Speaker of the Maryland House of Delegates
- In office 1841
- Preceded by: Charles Sterrett Ridgely
- Succeeded by: John Carroll LeGrand
- In office 1842
- Preceded by: John Carroll LeGrand
- Succeeded by: William H. Watson

Member of the Maryland House of Delegates
- In office 1837–1839
- In office 1841–1842
- In office 1844–1845
- In office 1849

Personal details
- Born: 1801
- Died: February 27, 1877 (aged 75–76) Burkittsville, Maryland, U.S.
- Resting place: Burkittsville Union Cemetery Burkittsville, Maryland, U.S.
- Party: Democratic

= Daniel S. Biser =

American politician (1801–1877)

Daniel S. Biser (1801 – February 27, 1877) was an American politician. He served as member of the Maryland House of Delegates from 1837 to 1839, 1841 to 1842, 1844 to 1845 and in 1849. Biser served as Speaker of the Maryland House of Delegates in 1841 and 1842.

==Early life==
Daniel S. Biser was born in 1801.

==Career==
Biser was a Democrat. He served in the Maryland House of Delegates, representing Frederick County, Maryland, from 1837 to 1839, 1841 to 1842, 1844 to 1845 and in 1849. He was the delegate from Maryland's 2nd Congressional district to the 1844 Democratic National Convention in Baltimore. In 1845, he resigned before the conclusion of his term. After his resignation, he was appointed to the Baltimore Custom House. He served as Speaker of the Maryland House of Delegates in 1841 and 1842 with John Carroll LeGrand serving between his two terms.

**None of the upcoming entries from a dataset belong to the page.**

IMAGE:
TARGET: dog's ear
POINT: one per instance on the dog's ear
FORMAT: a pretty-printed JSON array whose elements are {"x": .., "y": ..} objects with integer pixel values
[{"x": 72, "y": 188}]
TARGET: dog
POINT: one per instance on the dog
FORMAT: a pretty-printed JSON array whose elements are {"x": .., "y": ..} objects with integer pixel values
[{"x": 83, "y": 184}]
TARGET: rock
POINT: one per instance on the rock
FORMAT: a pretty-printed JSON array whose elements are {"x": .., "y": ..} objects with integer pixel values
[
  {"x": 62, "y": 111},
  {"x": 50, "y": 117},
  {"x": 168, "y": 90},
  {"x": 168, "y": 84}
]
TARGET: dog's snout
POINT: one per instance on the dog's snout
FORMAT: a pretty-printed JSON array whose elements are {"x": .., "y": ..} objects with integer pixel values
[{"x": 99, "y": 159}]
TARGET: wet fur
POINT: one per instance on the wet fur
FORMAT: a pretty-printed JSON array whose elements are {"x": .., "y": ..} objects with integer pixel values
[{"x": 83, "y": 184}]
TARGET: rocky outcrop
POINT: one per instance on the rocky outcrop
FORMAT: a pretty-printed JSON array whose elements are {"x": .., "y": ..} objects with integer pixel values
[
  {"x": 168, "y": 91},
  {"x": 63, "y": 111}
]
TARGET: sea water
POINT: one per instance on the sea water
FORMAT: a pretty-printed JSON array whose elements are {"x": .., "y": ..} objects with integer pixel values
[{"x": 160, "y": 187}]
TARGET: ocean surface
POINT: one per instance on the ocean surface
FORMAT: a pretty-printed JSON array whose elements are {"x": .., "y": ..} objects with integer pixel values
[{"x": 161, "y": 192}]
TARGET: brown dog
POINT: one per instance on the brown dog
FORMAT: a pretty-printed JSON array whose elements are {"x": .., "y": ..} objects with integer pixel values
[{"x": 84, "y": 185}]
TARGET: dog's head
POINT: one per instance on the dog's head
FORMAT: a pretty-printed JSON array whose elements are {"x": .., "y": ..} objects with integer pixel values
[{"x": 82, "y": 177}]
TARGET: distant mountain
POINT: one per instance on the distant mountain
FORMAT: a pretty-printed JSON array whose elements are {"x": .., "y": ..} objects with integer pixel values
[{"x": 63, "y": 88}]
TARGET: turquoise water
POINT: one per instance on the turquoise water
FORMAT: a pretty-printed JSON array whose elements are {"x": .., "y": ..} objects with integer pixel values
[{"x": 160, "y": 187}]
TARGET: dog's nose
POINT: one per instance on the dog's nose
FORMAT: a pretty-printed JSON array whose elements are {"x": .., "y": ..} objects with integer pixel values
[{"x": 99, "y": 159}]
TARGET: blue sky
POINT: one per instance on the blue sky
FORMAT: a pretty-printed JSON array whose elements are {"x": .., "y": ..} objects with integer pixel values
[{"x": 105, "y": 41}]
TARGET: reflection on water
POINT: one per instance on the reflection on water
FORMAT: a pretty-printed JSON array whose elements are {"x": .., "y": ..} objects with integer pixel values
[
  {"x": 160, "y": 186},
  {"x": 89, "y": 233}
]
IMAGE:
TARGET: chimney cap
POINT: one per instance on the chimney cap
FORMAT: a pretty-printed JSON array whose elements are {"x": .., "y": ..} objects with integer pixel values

Biser was appointed as assistant flour inspector by Governor Lowe. In 1853, Biser was appointed as flour inspector general in Baltimore by Governor Ligon. Biser was elected to a six-year term as clerk of the Circuit Court in Frederick County in 1865, but only served until 1867. In 1867, Biser was appointed by Judge Nelson to replace J. W. L. Carty who died in office as clerk of the Circuit Court.

Biser served as a member of the Chesapeake and Ohio Canal board.

==Personal life==
Biser married and his wife died in 1876. In 1845, Biser lost a son after a tree fell on him. In 1864, Biser lost another son B. F. Biser, a captain in the 7th Illinois Infantry Regiment at the Battle of Old River Lake.

Biser died on February 27, 1877, at his home in Burkittsville, Maryland. He was buried at the Burkittsville Union Cemetery.